Arguments can be made for both noise models. Let us view two hierarchies,
where the first one is fruit and the second one is vegetable, with fruit
consisting of the objects apples and pears, and vegetables consisting of
tomatoes and carrots.

The one where we add noise to the hierarchy corresponds to the view, that 
objects from different categories all have completely different distances to
each other.

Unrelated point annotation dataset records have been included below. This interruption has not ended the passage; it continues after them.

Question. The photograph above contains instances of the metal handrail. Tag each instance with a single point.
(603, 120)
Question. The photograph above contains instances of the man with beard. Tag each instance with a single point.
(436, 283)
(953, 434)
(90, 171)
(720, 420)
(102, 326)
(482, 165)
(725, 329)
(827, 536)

This means, if I pick an apple, a tomato and a carrot,
it is completely random whether the apple is closer to the tomato or to the carrot.

The other view corresponds to there being a tendency to always answer the same way 
(apples are always closer to carrots!), but we have some noise on how the question might be answered (so _some_ apples might be closer to tomatoes than to carrots).

# Adding triplet noise 

In [3]:
def df_add_triplet_noise(density):
    df = pd.DataFrame(columns=["Triplet Noise", "Landmark", "SoeKmeans", "MajorityTangles", "ComparisonHC"])
    for tn in [0.05, 0.1, 0.15, 0.2, 0.25, 0.3, 0.35, 0.4, 0.45, 0.5]:
        l, s, m, c = eval_hierarchical(noise=tn, n_runs=5, density=0.1)
        df = df.append(pd.Series([tn, l, s, m, c], index=df.columns), ignore_index=True)
    return df.melt(id_vars=["Triplet Noise"], var_name="Method", value_vars=list(df.columns[1:]), value_name="NMI")
df_01 = df_add_triplet_noise(0.1)
df_005 = df_add_triplet_noise(0.05)

In [4]:
alt.Chart(df_01).mark_line(point={}).encode(x="Triplet Noise:Q", y="NMI:Q", color="Method:N").properties(title="Triplet Noise with density 0.1").display()
alt.Chart(df_005).mark_line(point={}).encode(x="Triplet Noise:Q", y="NMI:Q", color="Method:N").properties(title="Triplet Noise with density 0.005")

# Varying density

In [5]:
df = pd.DataFrame(columns=["Density", "Landmark", "SoeKmeans", "MajorityTangles", "ComparisonHC"])
for density in [0.1, 0.05, 0.01, 0.005, 0.001]:
    l, s, m, c = eval_hierarchical(density=density, n_runs=5)
    df = df.append(pd.Series([density, l, s, m, c], index=df.columns), ignore_index=True)
df = df.melt(id_vars=["Density"], var_name="Method", value_vars=list(df.columns[1:]), value_name="NMI")

In [6]:
alt.Chart(df).mark_line(point={}).encode(x="Density", y="NMI:Q", color="Method:N")

# Adding hierarchy noise

In [7]:
df = pd.DataFrame(columns=["Hierarchy Noise", "Landmark", "SoeKmeans", "MajorityTangles", "ComparisonHC"])
for hn in [0.0, 0.25, 0.5, 0.75, 1.0, 2.0, 3.0, 4.0]:
    l, s, m, c = eval_hierarchical(hier_noise=hn, n_runs=5)
    df = df.append(pd.Series([hn, l, s, m, c], index=df.columns), ignore_index=True)
df = df.melt(id_vars=["Hierarchy Noise"], var_name="Method", value_vars=list(df.columns[1:]), value_name="NMI")

In [8]:
alt.Chart(df).mark_line(point={}).encode(x="Hierarchy Noise", y="NMI:Q", color="Method:N")

# Recovering the hierarchy
As-is, all the algorithms only recover the cluster structure, but not the hierarchy. 
Tangles and ComparisonHC have the possibility to also discover the hierarchy of the underlying structure, so we want to add this as well and see how Tangles holds up.